There are all sorts of half-forgotten odds and ends in the pantry and the fridge. Ingredients needed for a single recipe, two-thirds of the package left over afterwards. Things that sounded interesting and were tried once and turned out to be so-so but not bad enough to be thrown out. Stuff that Eric liked more than I did so they’re never my first pick.

I prefer not to throw out food that there’s nothing wrong with. I’d rather find some use for it, if I can. Sneak it into a meal together with something else, a little bit at a time.

It might be a hopeless project – it’ll take me forever. Every other week there’s just me here, and I just don’t need an awful lot of food, and I’m also not spending all my time eating the forgotten stuff. Most of the time I’d rather eat something I really want to eat. But occasionally I remind myself to look at the odds and ends and pick something and do something with it.

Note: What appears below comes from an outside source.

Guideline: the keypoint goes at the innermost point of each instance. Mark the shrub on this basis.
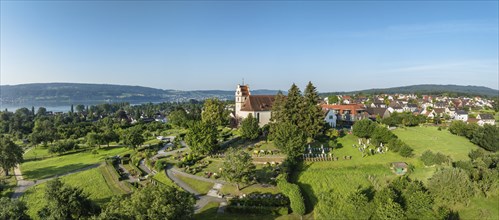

It’s taken me until now to finish this cereal that’s been lying around since Eric left the house. It’s the most boring cereal I’ve encountered. Doesn’t taste bad, just… really boring. But with fresh fruit and a sprinkle of nice granola over it, it’s OK.

Is it silly to not have thrown it out? Probably. I chose to eat it anyway.

The embroidery club started up today. I had considered continuing with some of the ideas from an embroidery course I did a year ago, or maybe with one of the printed fabrics from the workshop this spring, but I haven’t had time to look at what I have or what I want to do. Instead I picked something where I could just get going.

This brown cardigan is great but also not. It fits me well, the yarn is soft and warm, the colour is nice, the knitting is tidy. But: I made it an awkward length that I’m not happy with. It is unflattering on me, and I find it more and more difficult to ignore that. I already have a relatively long torso and shortish lower body; a too-long cardigan emphasises that even more. And the bottom hem hits right where I am broadest, which makes me look even more unproportional.

The way it’s constructed, I can’t just unravel the bottom and make it shorter. The next best thing is to redesign it to make it look shorter, by breaking up the long vertical with something horizontal, and to draw the attention away from the hips to the waist. Hence, a discretely colourful waistband.